Topic Modeling (LDA – Latent Dirichlet Allocation)
Introduction
Topic modeling is an unsupervised machine learning technique that identifies the underlying themes (topics) in a large collection of text documents. One of the most popular techniques for topic modeling is Latent Dirichlet Allocation (LDA), a probabilistic model that assumes documents are composed of multiple topics, each represented as a distribution of words.
LDA helps in:
- Discovering hidden topics in a large corpus.
- Summarizing massive text datasets.
- Improving text classification by extracting key themes.
- Enhancing information retrieval by clustering similar documents.
Understanding Latent Dirichlet Allocation (LDA)
LDA is based on the idea that each document in a dataset is a mixture of different topics, and each topic is a mixture of words. It assigns words to topics in a probabilistic manner.
Mathematical Foundation
LDA is built on a generative probabilistic model:
- Each document is represented as a distribution over a set of topics.
- Each topic is a distribution over a vocabulary of words.
- Dirichlet distribution is used to ensure topic distribution remains sparse.
LDA works under the Bag of Words (BoW) assumption, meaning it does not consider word order—just word frequency.
Step-by-Step Working of LDA
LDA follows a generative approach, meaning it assumes the existence of topics and assigns words to topics in a probabilistic manner.
Step 1: Preprocessing the Text Data
Before applying LDA, text needs to be cleaned and transformed:
- Tokenization – Splitting text into words.
- Lowercasing – Converting all words to lowercase.
- Stopword Removal – Removing common words like “is”, “the”, “and”.
- Lemmatization – Converting words to their root forms (e.g., “running” → “run”).
- TF-IDF or Count Vectorization – Converting text into numerical format.
Step 2: Define Hyperparameters
LDA requires setting two key hyperparameters:
- α (Alpha) – Controls document-topic distribution.
- β (Beta) – Controls topic-word distribution.
A higher α means documents have more topics, while a higher β means topics contain more diverse words.
Step 3: Random Initialization
LDA starts by randomly assigning words in each document to different topics.
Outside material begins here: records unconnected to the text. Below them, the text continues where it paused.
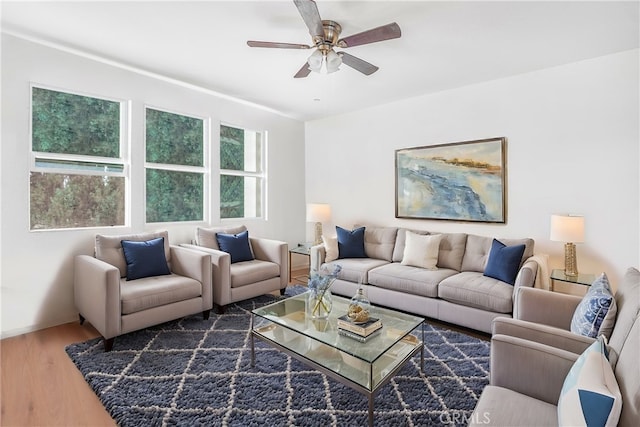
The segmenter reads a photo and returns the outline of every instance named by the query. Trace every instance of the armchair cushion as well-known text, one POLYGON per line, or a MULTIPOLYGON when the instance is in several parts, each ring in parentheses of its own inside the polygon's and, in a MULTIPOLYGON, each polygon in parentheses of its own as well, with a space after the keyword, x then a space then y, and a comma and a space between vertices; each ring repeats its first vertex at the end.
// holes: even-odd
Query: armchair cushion
POLYGON ((580 355, 564 380, 558 401, 560 425, 618 425, 622 396, 600 337, 580 355))
POLYGON ((142 242, 122 240, 121 243, 127 262, 127 280, 171 273, 164 255, 164 237, 142 242))
POLYGON ((611 336, 616 319, 616 300, 605 273, 596 279, 582 298, 571 319, 571 332, 595 338, 611 336))
POLYGON ((364 227, 345 230, 336 226, 338 234, 338 258, 367 258, 364 251, 364 227))
POLYGON ((220 250, 231 256, 231 264, 254 259, 249 244, 249 231, 245 230, 238 234, 217 233, 216 240, 220 250))
POLYGON ((164 256, 169 264, 171 264, 171 252, 169 245, 169 232, 158 231, 155 233, 128 234, 120 236, 96 235, 95 255, 100 261, 117 267, 120 270, 120 277, 127 276, 127 261, 124 258, 122 250, 122 241, 130 240, 134 242, 142 242, 157 237, 164 237, 164 256))
POLYGON ((200 295, 200 282, 177 274, 145 277, 135 282, 122 279, 120 282, 123 315, 197 298, 200 295))
POLYGON ((407 230, 401 264, 437 270, 441 240, 442 234, 420 235, 407 230))
POLYGON ((212 227, 212 228, 196 228, 196 244, 198 246, 204 246, 205 248, 220 250, 218 246, 218 239, 216 234, 238 234, 246 231, 247 227, 244 225, 238 225, 235 227, 212 227))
Initially, these assignments are arbitrary.
Step 4: Iterative Topic Assignment (Gibbs Sampling)
LDA refines topic assignments by iterating through each word in the document and reassigning it based on:
- How frequently the word appears in the document’s current topic.
- How frequently the word appears in the topic across all documents.
This is done using Gibbs Sampling, a Markov Chain Monte Carlo (MCMC) algorithm.
Step 5: Convergence and Topic Extraction
After multiple iterations, the model stabilizes, and the final topic-word and document-topic distributions are determined.
Evaluating LDA Model
Once the LDA model is trained, its performance can be assessed using:
- Perplexity Score – Lower perplexity indicates a better model.
- Coherence Score – Measures how semantically similar the words in a topic are.
- Manual Inspection – Checking if the extracted topics make sense.
Practical Implementation of LDA in Python
Here’s how you can implement LDA using Python and Gensim:
import gensim
from gensim import corpora
from nltk.tokenize import word_tokenize
from nltk.corpus import stopwords
# Sample documents
documents = [
"Artificial Intelligence is the future of technology.",
"Machine Learning is a subset of AI.",
"Deep Learning techniques power modern AI applications.",
"Data Science and AI are closely related fields."
]
# Preprocessing
stop_words = set(stopwords.words('english'))
processed_docs = [[word.lower() for word in word_tokenize(doc) if word.isalpha() and word.lower() not in stop_words] for doc in documents]
# Create dictionary and corpus
dictionary = corpora.Dictionary(processed_docs)
corpus = [dictionary.doc2bow(doc) for doc in processed_docs]
# Train LDA model
lda_model = gensim.models.LdaModel(corpus, num_topics=2, id2word=dictionary, passes=15)
# Display topics
for idx, topic in lda_model.print_topics():
print(f"Topic {idx}: {topic}")
Advantages of LDA
✔️ Unsupervised Learning – No labeled data is required.
✔️ Scalable – Works well with large datasets.
✔️ Interpretable Topics – Helps in document clustering and summarization.
Limitations of LDA
❌ Bag of Words Assumption – Ignores word order.
❌ Fixed Number of Topics – The number of topics must be predefined.
❌ Sensitive to Hyperparameters – Poor tuning can lead to meaningless topics.
Applications of LDA
- News Categorization – Grouping articles by topics.
- Recommender Systems – Suggesting content based on topics.
- Social Media Analysis – Identifying trends and user interests.
- Healthcare & Research – Analyzing medical literature for disease classification.